The phase III LATITUDE trial gave people intensive support to achieve viral suppression on a daily oral regimen before switching to cabotegravir and rilpivirine injections. In another study, people who had difficulty taking pills consistently were offered injections as an alternative despite having detectable viral loads. Professor Aadia Rana of the University of Alabama at Birmingham said, “Offering an effective alternative for people who have struggled with taking daily ART could provide life-changing freedom from the stress of unsuppressed HIV.”
Early study results presented at CROI suggest that a longer-acting formulation of cabotegravir may offer an option for HIV treatment and PrEP that could be administered once every four months. The small phase I trial showed that the new ultra-long-acting formulation given by subcutaneous or intramuscular injection every four months achieves comparable drug exposure but lasts longer in the body than the approved formulation administered every two months.

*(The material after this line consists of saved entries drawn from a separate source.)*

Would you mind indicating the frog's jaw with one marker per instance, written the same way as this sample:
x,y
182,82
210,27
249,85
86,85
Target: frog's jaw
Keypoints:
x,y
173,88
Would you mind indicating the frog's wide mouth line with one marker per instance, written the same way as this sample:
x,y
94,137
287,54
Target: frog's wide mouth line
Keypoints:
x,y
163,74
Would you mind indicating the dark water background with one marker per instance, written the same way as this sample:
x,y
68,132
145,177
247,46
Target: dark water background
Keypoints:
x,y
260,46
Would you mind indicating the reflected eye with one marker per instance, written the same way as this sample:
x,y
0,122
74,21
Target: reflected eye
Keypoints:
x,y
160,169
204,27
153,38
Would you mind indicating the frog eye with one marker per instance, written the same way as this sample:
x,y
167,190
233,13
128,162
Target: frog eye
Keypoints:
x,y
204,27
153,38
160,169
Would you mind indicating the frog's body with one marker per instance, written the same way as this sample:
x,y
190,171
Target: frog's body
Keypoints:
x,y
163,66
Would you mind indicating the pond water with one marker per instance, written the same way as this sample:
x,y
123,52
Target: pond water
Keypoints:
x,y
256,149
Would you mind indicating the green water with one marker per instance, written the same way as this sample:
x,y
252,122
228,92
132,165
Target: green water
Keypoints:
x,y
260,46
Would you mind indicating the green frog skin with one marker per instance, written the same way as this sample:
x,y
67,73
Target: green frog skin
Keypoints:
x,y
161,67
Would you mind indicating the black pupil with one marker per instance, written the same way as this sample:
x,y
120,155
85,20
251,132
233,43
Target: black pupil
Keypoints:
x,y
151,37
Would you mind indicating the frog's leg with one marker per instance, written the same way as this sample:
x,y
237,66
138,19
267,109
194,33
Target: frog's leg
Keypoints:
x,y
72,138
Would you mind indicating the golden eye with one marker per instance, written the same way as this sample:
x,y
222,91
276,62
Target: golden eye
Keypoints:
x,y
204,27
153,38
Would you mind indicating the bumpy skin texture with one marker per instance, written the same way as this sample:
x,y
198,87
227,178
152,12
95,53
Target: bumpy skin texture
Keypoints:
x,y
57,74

Two long-acting antiretrovirals, lenacapavir and cabotegravir, could be paired with broadly neutralising antibodies (bnAbs) for HIV treatment. These specialised antibodies are being explored for HIV prevention, treatment and cure research. The results from a study of lenacapavir plus the two bnAbs teropavimab and zinlirvimab were presented, with eight of ten participants maintaining viral suppression on the combination after 26 weeks. It is now going to phase II trial. A second study evaluated the safety and efficacy of long-acting cabotegravir plus a bnAb called VRC07-523LS. All but five of the 60 participants who completed the study maintained viral suppression at 48 weeks.
Researchers in Kenya and Uganda have demonstrated the benefit of offering people a choice between PrEP pills and PrEP injections. The programme has already successfully demonstrated that offering a person-centred HIV prevention intervention which gives people a real choice of options and ways to access services results in significant increases in the numbers of people covered by PrEP or PEP. The programme showed that when services were offered in the usual way, a minority of people used oral PrEP or PEP. When services were optimised to provide choice and flexibility, uptake more than doubled.
In the latest stage of the randomised study, reported at CROI 2024, people were offered PrEP injections as an additional option. With this option, 70% of people used some form of biomedical HIV prevention. Notably, of those who started injectable PrEP at the beginning of the study, 42% hadn’t been using any form of HIV prevention in the month before.